I’ve not yet told my (albeit, long) Albanian rescue dog story, and the month of Valentine’s feels like the perfect time to share. This is not just a ‘girl finds perfect pup’ love story. The number of loving humans who made this story possible is remarkable – I hope you’ll find it as uplifting as I do!
I’m an US expat, fortunate to have a job that allowed me to work remotely long before COVID19. During my travels, I met and fell in love with a Sardinian. I would spend 90 days in Sardinia, then travel to non-Schengen countries before returning to Italy. In early 2020, I decided to try Albania. It was close to Italy, affordable, and warmer than many other non-Schengen options. It seemed like a great choice and without much thought, I booked an Airbnb in Durrës, cried my goodbyes in Italy, and left for my 90-day stay.
I must confess I regretted choosing Albania almost immediately. Only now can I see it changed my life, for the better. Without my experience in Albania, I’m not sure I would have adopted Honey nor would I have (re-)found the animal rights activist sleeping inside of me.
But back to February 2020! Alone in Durrës, I would venture out and return, distraught. The number of miserable stray dogs was overwhelming. I felt helpless, hopeless, and I started staying in to avoid seeing them. This, of course, only made me feel worse. I’d explain the situation to friends. They would concur it was terrible and offer the typical response of “it’s because they are a poor country”. I’d reply, “But I’ve been to ‘poor’ countries, and they don’t speed up their cars to hit a dog; they don’t poison or kick them, at least not in plain sight. It’s different here. And, furthermore and more importantly, being poor doesn’t mean you need to be cruel.” But talking didn’t solve any of the problems I was seeing daily.

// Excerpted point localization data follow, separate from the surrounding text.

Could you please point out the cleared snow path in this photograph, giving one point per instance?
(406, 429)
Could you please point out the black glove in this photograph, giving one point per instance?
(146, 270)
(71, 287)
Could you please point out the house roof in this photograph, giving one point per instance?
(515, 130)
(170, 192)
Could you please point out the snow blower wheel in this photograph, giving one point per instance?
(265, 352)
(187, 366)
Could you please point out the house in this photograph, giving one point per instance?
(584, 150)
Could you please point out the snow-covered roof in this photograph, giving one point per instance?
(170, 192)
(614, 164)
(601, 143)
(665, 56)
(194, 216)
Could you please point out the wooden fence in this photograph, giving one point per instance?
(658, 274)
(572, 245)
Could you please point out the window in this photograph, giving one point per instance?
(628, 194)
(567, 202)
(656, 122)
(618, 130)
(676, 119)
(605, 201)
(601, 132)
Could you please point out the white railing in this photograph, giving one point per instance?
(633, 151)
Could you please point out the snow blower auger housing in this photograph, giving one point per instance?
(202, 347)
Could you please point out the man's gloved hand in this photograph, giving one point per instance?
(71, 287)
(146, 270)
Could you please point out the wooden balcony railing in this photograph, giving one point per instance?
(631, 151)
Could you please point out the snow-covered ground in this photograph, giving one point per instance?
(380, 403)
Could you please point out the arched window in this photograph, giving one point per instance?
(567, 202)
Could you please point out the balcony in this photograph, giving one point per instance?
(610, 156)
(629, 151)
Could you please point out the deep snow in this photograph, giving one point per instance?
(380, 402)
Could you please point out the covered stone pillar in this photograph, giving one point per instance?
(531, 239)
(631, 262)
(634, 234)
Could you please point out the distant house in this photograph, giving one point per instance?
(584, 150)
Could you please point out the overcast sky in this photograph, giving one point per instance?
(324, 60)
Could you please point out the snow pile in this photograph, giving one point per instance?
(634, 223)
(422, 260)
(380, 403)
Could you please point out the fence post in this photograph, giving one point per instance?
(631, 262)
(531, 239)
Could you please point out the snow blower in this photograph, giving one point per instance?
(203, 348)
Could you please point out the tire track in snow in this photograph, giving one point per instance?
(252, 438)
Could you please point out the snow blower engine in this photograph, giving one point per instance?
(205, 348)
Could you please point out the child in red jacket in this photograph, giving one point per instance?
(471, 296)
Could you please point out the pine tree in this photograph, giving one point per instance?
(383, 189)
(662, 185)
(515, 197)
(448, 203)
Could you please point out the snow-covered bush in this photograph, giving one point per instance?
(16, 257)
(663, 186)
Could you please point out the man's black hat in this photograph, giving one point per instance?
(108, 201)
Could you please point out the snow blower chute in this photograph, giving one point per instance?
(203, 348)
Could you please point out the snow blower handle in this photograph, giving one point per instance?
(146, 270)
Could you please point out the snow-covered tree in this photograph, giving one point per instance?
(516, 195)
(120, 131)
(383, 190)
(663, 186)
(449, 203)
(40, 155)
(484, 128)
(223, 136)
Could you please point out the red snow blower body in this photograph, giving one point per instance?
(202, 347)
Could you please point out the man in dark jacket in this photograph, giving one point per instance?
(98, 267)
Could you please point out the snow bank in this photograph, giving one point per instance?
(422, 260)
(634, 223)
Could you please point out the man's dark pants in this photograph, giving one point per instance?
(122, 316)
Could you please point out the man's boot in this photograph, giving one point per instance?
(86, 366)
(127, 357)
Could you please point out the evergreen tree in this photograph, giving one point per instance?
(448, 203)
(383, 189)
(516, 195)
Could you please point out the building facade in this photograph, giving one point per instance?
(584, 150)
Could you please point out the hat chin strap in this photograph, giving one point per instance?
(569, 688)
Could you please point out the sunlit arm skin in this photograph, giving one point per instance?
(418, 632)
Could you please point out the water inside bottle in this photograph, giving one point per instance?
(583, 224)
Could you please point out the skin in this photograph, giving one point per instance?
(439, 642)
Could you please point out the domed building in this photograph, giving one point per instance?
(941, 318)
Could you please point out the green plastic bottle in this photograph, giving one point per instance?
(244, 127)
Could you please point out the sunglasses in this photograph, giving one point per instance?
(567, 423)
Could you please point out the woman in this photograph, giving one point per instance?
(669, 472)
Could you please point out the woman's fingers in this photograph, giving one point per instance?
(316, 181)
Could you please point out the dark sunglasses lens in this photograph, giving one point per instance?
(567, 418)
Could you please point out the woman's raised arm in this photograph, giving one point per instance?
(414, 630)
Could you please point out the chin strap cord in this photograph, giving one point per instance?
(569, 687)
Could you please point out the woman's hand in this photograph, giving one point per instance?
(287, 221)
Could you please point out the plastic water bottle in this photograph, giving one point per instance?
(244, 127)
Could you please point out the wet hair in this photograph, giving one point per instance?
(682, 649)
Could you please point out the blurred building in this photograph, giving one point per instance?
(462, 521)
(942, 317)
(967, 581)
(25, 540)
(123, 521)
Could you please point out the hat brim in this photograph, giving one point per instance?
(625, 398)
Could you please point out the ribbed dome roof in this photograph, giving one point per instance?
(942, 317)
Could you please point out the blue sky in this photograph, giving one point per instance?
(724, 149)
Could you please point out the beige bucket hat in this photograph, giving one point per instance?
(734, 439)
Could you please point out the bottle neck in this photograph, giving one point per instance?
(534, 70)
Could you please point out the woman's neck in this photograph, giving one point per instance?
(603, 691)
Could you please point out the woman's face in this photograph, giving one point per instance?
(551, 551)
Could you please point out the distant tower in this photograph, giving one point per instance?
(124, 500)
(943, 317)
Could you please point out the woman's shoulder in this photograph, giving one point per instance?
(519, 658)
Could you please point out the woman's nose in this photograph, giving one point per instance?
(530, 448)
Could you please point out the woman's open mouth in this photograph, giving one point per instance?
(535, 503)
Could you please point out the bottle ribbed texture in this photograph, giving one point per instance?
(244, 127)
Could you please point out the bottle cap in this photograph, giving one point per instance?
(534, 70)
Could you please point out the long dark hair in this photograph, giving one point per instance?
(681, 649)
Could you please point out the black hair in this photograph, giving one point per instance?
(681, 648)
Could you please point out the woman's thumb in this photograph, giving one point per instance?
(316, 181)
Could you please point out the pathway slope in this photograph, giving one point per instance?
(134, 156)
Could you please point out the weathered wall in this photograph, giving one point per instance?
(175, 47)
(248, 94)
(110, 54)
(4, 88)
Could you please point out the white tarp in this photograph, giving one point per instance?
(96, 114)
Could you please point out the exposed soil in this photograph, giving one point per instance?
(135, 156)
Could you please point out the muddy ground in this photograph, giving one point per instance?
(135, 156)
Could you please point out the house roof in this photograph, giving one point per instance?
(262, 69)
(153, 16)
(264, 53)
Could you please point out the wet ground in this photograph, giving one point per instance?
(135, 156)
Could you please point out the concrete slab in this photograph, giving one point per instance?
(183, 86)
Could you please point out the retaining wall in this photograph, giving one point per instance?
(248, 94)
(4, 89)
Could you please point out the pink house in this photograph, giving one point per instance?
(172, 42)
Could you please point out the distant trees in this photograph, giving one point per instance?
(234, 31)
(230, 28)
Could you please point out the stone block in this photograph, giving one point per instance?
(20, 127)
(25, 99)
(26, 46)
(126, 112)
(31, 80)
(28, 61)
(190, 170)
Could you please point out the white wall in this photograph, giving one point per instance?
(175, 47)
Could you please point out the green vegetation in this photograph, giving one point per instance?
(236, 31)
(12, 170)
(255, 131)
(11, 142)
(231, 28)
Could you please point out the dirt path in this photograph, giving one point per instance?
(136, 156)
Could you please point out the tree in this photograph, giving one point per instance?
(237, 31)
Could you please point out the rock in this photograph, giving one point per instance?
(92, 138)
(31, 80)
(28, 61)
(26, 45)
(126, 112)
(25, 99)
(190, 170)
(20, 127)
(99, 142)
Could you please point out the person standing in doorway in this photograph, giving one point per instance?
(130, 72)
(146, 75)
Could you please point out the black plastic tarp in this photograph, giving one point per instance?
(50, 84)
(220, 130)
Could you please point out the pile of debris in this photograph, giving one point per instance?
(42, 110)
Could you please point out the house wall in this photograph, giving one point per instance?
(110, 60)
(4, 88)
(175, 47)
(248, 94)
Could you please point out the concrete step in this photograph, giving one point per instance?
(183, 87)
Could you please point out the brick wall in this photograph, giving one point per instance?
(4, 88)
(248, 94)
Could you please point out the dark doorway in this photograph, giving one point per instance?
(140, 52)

One day, I’d (finally) had enough. One of my favorite strays seemed worse than usual. I returned to my apartment and googled veterinarians and animal rights groups. I’d seen little ear tags on some of the strays so knew there was someone doing something in Albania. When I found JETA: Tier und Mensch on Facebook, I received an immediate response from the President, Jenny Hasanaj-Müller. I felt Jenny’s support and love as I relayed the dilemma, and instantly felt relief in her camaraderie. Next time I saw the dog, I should take a video and send it to her immediately so she could ascertain if they could assist. I promised to pay all medical costs.
And, so I did. Jenny sent a volunteer and the local vet partner to help transport the (pregnant!) dog to the vet since I had no car. This was the first time I met the great Elca Godina, a local animal activist and volunteer with one of the kindest hearts in Durrës, and Eror Zylyftari, a veterinarian who works countless hours to help the animals in Durrës.
Lady, as we started to call her, got the abortion and help she needed, and I pledged to go to the JTUM shelter in Durrës to volunteer. It was the least I could do.
When I went to the shelter, Sam Lopez, a fellow American expat and animal lover, showed me the facility and all the wonderful dogs. Sam went daily to feed the dogs at the shelter. Such commitment and generosity of spirit is surely special.
I went home that night after a long – but satisfying – day of scooping poop, picking up garbage, giving love and attention to 30+ dogs who needed it, and taking videos (the more people who see the situation via social media, the more likely we find homes, donors, and volunteers). I was exhausted but I knew I could do more. I’d wanted a dog for years but always had an excuse. “It’s not the right time.” “I travel too much.” “I work too much.” But I realized two things: (1) if you have love to give and are a committed, decent person, you’re far better than what these dogs have now (2) if we all did just a little bit more, the situation would be infinitely better. And I could do a little bit more.
I talked to my boyfriend, who had just lost his dog of 18 years, and asked what he thought about adopting. He immediately agreed (one of many moments that confirmed he was the right human for me!), but asked that it be a smaller one since his mom was scared of big dogs.
But…Lady was a big dog. How could I leave her? The unfortunate truth was I had no home. Though we had plans to live together, I was not legally able to stay in Italy. At the shelter, I met four smaller dogs. How can you possibly make that choice?